Von der Novemberrevolution 1918/19 zu den Fridays for future-Demos

Was eine Ausstellung über Demokratie ihre Macher lehrt

Unter dem Titel „Revolution! Revolution? Hamburg 1918/19“ zeigte das Museum für Hamburgische Geschichte vom 25. April 2018 bis zum 25. Februar 2019 eine Sonderausstellung, die sich der turbulenten Zeit in Hamburg zwischen November 1918 und März 1919 widmete, die am Anfang der ersten deutschen Demokratie stand.
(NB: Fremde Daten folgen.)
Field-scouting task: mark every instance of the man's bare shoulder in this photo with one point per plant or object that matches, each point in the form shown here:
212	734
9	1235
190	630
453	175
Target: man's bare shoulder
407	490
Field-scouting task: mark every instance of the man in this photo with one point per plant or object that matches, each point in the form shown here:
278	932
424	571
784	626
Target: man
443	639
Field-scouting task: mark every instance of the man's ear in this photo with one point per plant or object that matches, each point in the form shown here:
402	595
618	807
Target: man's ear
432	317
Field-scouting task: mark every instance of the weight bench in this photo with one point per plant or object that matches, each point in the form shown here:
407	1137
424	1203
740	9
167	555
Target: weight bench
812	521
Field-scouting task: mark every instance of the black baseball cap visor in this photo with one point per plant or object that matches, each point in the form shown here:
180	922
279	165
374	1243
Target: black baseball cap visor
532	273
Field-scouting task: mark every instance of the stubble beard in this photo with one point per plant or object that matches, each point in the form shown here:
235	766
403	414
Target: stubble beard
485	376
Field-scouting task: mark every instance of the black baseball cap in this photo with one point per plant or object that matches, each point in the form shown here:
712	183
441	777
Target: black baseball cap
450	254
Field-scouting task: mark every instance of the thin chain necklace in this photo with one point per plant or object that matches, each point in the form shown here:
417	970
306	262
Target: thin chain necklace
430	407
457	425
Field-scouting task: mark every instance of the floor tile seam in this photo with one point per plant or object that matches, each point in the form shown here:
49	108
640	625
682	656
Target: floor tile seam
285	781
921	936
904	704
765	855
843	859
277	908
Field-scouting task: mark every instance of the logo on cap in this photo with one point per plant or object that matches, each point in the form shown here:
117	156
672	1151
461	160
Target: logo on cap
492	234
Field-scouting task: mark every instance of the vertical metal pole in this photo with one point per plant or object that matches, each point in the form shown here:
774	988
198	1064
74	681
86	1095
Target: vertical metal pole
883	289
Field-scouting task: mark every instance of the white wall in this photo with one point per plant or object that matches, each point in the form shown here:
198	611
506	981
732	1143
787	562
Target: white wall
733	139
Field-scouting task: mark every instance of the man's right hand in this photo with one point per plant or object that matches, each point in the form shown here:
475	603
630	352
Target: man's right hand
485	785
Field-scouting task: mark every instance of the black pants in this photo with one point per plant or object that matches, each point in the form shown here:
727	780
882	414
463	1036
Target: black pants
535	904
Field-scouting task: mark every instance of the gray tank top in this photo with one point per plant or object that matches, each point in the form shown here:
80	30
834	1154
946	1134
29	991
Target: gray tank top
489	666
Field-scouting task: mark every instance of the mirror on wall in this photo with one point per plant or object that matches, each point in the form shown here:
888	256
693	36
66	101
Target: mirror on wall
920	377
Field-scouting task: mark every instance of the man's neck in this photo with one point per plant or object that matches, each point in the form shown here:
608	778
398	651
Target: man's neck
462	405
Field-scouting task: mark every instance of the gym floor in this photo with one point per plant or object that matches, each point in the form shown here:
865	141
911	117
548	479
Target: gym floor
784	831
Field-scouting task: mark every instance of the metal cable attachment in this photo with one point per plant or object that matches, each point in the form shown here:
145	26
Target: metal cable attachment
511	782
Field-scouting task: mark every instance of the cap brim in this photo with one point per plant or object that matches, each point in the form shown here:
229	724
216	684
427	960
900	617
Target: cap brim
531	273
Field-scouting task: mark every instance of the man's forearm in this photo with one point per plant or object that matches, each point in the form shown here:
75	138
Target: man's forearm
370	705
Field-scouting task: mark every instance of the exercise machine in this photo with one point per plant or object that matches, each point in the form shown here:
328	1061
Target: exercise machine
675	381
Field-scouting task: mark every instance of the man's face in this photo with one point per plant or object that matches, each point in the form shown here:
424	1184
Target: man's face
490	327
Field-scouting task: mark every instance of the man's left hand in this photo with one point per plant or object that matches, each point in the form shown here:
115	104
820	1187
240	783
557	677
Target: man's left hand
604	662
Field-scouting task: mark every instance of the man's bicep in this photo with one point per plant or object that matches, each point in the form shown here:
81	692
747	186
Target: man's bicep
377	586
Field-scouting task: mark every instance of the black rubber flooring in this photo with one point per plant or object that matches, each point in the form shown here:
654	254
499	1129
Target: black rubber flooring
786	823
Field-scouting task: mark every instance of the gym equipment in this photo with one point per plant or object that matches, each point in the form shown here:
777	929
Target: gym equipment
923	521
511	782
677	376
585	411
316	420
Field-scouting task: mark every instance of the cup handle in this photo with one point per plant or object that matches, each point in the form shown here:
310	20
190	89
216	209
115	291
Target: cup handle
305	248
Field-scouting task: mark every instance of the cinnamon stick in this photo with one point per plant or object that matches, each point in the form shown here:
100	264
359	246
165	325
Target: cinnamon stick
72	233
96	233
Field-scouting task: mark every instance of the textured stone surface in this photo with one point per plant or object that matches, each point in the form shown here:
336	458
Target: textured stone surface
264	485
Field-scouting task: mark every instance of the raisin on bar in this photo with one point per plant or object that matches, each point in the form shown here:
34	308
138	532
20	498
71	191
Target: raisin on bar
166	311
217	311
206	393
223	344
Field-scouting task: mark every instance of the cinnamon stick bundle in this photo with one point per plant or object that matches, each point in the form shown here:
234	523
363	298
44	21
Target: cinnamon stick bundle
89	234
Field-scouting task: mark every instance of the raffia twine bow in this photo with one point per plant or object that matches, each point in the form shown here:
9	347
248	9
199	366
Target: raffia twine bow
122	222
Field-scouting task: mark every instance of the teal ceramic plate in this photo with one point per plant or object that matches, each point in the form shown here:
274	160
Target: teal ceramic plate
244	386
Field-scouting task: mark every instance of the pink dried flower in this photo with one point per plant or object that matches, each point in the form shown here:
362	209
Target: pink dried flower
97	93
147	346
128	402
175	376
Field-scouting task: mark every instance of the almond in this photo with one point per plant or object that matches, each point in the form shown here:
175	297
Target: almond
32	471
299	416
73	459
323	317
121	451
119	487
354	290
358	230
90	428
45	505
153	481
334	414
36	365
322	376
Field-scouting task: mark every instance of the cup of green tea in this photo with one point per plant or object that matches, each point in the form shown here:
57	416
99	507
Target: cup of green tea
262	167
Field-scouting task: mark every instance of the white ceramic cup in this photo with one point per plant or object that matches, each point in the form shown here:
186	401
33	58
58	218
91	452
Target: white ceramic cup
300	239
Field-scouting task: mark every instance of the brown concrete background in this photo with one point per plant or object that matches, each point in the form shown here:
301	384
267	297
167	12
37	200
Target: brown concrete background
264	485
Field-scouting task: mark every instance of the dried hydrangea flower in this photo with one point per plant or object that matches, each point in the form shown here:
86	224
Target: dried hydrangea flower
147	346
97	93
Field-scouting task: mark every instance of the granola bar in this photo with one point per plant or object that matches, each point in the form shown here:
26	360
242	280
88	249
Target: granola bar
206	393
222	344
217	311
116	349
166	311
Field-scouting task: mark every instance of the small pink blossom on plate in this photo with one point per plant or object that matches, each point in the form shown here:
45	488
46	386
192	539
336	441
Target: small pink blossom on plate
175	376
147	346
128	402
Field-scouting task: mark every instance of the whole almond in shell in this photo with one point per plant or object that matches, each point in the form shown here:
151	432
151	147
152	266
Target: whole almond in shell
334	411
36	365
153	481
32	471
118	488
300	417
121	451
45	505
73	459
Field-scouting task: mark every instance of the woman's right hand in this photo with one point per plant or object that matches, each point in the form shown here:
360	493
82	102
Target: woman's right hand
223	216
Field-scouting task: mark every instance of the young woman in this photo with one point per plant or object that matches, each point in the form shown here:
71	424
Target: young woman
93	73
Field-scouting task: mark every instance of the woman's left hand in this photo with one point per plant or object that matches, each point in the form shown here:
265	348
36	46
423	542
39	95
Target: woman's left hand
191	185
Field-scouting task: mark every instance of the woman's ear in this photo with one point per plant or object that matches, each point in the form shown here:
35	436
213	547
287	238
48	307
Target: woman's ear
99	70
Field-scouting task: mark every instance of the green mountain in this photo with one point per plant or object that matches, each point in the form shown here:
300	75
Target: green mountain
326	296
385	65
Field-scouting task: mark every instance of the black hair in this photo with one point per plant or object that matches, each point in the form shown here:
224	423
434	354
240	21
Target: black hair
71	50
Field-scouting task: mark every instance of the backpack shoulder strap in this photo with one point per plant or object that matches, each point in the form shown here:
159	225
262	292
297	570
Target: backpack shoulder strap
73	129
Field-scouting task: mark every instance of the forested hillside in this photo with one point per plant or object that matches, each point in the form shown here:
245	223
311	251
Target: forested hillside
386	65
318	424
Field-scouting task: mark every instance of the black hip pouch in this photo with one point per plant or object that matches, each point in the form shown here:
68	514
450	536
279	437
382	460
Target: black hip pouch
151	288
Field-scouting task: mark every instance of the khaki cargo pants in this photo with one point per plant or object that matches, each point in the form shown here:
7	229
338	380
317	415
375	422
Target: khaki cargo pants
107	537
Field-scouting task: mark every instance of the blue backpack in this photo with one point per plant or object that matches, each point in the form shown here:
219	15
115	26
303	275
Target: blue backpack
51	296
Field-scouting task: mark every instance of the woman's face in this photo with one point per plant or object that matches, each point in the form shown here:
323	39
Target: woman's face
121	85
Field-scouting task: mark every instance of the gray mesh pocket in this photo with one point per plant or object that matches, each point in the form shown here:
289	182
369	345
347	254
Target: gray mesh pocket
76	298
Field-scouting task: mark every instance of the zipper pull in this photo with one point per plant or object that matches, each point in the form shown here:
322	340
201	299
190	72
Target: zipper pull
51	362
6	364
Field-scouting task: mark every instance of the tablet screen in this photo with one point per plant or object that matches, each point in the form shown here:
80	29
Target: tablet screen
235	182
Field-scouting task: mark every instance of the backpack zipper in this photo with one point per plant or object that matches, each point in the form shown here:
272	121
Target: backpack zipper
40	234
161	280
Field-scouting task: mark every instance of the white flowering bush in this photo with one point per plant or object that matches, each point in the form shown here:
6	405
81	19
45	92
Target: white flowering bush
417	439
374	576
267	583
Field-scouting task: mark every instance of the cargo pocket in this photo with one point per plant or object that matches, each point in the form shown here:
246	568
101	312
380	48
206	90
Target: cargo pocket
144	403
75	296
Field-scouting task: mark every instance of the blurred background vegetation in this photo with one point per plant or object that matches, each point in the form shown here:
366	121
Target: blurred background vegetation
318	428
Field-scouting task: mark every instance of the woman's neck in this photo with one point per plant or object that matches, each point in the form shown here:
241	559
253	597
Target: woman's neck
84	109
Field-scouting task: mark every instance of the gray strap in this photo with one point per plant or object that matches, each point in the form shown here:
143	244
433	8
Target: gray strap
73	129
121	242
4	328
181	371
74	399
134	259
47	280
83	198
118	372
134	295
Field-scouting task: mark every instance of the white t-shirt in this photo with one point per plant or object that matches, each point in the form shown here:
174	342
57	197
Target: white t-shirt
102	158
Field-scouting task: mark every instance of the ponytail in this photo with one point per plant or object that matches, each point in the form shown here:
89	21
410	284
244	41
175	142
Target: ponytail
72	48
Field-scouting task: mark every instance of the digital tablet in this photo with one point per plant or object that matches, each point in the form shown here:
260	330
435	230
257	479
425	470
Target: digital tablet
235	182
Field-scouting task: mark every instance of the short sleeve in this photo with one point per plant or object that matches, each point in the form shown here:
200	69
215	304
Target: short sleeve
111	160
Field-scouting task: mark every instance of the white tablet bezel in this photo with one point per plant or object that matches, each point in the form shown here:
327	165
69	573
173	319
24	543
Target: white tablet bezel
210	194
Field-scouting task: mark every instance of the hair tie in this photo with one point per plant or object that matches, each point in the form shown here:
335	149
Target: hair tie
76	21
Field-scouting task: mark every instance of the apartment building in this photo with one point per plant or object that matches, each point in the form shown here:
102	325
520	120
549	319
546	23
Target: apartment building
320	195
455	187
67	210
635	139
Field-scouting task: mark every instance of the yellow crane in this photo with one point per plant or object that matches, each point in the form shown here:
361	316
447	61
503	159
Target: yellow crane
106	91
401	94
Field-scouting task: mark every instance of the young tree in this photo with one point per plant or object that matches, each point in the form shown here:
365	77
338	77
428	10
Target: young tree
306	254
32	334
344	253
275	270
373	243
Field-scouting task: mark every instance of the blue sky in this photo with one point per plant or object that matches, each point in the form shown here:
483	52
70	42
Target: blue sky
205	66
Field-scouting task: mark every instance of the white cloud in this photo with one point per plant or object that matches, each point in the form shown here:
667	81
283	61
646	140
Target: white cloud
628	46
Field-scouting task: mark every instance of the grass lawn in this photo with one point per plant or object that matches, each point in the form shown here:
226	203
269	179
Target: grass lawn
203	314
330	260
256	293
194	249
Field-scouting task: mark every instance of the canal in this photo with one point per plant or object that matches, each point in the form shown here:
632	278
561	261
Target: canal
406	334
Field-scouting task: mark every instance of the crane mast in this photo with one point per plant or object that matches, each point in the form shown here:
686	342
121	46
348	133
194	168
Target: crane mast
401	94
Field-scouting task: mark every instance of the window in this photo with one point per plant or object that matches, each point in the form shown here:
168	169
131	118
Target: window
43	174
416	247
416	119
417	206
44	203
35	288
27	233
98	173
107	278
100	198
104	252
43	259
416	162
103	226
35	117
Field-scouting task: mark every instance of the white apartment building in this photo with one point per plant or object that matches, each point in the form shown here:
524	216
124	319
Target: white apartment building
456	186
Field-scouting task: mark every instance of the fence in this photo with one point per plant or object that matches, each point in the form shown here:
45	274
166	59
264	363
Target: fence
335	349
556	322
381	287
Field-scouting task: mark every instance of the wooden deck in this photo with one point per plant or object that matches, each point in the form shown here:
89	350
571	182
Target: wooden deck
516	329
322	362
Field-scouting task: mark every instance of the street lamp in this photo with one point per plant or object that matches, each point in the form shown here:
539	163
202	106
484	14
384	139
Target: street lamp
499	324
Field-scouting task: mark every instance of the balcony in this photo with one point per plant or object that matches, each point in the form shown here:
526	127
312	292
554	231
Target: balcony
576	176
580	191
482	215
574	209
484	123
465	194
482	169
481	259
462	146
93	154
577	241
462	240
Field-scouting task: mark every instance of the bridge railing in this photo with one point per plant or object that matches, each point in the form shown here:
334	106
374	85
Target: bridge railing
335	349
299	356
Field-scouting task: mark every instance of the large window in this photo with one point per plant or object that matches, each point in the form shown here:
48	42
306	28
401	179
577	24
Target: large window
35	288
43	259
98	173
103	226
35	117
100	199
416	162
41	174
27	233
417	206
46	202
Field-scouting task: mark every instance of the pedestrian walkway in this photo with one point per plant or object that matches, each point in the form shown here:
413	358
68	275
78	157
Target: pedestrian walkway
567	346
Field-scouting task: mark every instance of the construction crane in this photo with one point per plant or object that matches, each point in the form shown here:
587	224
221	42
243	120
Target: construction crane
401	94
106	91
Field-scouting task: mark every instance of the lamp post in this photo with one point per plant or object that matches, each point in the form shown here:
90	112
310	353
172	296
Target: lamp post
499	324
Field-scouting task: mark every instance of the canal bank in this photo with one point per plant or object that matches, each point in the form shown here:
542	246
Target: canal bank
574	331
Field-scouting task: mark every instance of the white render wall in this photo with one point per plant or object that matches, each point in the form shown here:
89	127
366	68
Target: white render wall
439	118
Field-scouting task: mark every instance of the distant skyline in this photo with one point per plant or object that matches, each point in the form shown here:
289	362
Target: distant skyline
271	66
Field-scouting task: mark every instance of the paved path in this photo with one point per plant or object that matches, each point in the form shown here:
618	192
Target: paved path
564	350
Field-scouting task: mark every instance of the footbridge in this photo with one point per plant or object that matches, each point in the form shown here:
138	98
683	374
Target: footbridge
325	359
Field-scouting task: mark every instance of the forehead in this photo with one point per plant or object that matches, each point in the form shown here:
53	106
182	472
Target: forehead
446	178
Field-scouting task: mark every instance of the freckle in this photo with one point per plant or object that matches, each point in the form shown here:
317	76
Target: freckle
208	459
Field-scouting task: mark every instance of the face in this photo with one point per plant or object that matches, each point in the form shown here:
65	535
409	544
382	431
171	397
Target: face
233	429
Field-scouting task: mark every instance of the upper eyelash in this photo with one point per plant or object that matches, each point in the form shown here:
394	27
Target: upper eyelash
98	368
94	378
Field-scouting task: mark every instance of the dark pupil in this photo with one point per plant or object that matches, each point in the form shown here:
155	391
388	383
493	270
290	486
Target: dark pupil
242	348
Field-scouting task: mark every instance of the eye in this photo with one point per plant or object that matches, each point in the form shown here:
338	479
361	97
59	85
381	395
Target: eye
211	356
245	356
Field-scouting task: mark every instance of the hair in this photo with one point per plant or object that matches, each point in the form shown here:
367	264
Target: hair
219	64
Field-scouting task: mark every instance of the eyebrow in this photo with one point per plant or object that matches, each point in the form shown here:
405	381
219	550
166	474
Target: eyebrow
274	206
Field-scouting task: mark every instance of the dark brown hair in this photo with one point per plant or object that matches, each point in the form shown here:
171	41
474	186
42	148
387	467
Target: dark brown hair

Neben den formal-politischen Umbrüchen wurden dabei die Bewohner der Stadt mit ihren unterschiedlichen Erfahrungswelten und Rollen in den Vordergrund gestellt. Revolutionäre Akteur*innen, die basisdemokratische Strukturen nach russisch-bolschewistischem Vorbild etablieren wollten, ein liberales bis konservatives Großbürgertum, das um seine Machtposition in der Stadt bangen musste und zurückkehrende Soldaten, die nach den entbehrungsreichen Kriegsjahren nach Zerstreuung und Unterhaltung suchten, stellten einige der wichtigen und einflussreichen Gruppen dar. Doch noch immer war der Alltag des Großteils der Bevölkerung in Hamburg und ganz Deutschland von der anhaltenden Mangelversorgung mit Lebensmitteln, Kleidung und Heizmaterial bestimmt. Der Winter 1918/19 stand im Zeichen von Angst und Unsicherheit, Aufbruchsstimmung und Hoffnung.

Erste demokratisch gewählte Bürgerschaft

Die Aufbruchsstimmung und Hoffnung auf bessere Zeiten speisten sich vor allem aus dem im November 1918 einsetzenden Demokratisierungsprozess. Nach der Abdankung des Kaisers begann das Ringen um die neue Staatsform – erst auf dem Reichsrätekongress Mitte Dezember 1918 beschlossen die Delegierten, statt einer Räterepublik ein parlamentarisches System einzuführen. Die ersten allgemeinen, freien und gleichen Wahlen wurden für den 19. Januar 1919 beschlossen. In Hamburg folgten die Wahlen zur ersten demokratisch gewählten Bürgerschaft am 16. März 1919.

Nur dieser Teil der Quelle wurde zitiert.